Just seventy-two hours shy of leaving Nantucket, then, I was plunged back into my nuance-free life: rush rush, blur blur, wake, sleep, wake. It’s like being at sea for a month; terra firma is disorienting.
Worse, this waking life scarcely affords time for reflection or appreciation.
My office is a south-facing, Midtown rectangle on the 29th floor. From there, I can see the entire West Side of Manhattan, the Hudson spill into the bay, Ellis Island, Staten Island, the cliffs and green of New Jersey and — on most nights — a fairly striking sunset.

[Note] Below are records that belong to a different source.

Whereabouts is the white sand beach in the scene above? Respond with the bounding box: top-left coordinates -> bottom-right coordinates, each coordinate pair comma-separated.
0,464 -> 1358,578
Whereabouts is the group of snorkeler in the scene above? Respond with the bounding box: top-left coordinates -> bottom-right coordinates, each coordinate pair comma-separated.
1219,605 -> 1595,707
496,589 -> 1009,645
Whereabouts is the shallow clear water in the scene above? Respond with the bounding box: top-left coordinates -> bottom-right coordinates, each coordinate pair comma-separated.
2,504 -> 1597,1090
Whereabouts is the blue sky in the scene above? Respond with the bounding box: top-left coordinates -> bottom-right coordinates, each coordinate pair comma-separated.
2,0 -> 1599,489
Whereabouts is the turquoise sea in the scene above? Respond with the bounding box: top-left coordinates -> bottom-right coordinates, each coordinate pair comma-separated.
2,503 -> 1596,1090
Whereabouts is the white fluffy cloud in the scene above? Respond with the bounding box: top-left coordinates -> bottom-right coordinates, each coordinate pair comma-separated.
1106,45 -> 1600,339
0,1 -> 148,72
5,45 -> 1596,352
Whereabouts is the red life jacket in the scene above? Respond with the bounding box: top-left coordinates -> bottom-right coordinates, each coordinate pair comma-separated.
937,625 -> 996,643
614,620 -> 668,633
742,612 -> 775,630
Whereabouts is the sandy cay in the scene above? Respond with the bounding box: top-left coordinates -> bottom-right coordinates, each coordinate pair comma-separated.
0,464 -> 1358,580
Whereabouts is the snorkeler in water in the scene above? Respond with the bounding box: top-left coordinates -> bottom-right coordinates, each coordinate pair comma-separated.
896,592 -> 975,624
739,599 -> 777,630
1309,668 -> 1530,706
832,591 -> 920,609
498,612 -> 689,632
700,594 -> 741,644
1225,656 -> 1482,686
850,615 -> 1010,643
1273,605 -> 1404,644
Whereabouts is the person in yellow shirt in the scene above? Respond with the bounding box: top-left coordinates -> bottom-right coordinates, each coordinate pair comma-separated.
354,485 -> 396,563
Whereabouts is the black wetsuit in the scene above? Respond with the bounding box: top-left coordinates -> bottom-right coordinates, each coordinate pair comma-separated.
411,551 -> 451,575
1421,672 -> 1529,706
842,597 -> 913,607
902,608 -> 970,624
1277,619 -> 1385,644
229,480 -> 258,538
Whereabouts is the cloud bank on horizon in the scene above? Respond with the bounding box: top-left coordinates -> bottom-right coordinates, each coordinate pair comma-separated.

It is rare, however, that I see anything at all. My desk faces the wall. Unless I swivel, I see only my dual computer monitors. As my friend Bo Lozoff once asked me , “Is it possible that tens of millions of Americans don’t feel they have any time for the beautiful noble or sacred? The vicious, crushing pace of life — wanting stuff, and getting stuff and having stuff and using stuff and buying stuff and then, of course, replacing stuff, repairing stuff, protecting stuff, defending stuff — it’s just so vicious.”
As with last year, then, I spent a few minutes every day last week snapping photos of the exact same thing: the tiny, lone, stilted house at the edge of Hither Creek in Madaket.
And like last year, it was an exercise in nuance; everything shifted: clouds and colors, shadows and shapes.
I called Abbi as I hailed a fresh cab to whisk me the remaining ten blocks in a hurry (strategically failing to inform her of my gaffe).
“Oy,” she said. “What a day.”
“Yup,” I said. “It’s slips away pretty quickly. But at least we have it in our minds, and we can show up there any time.”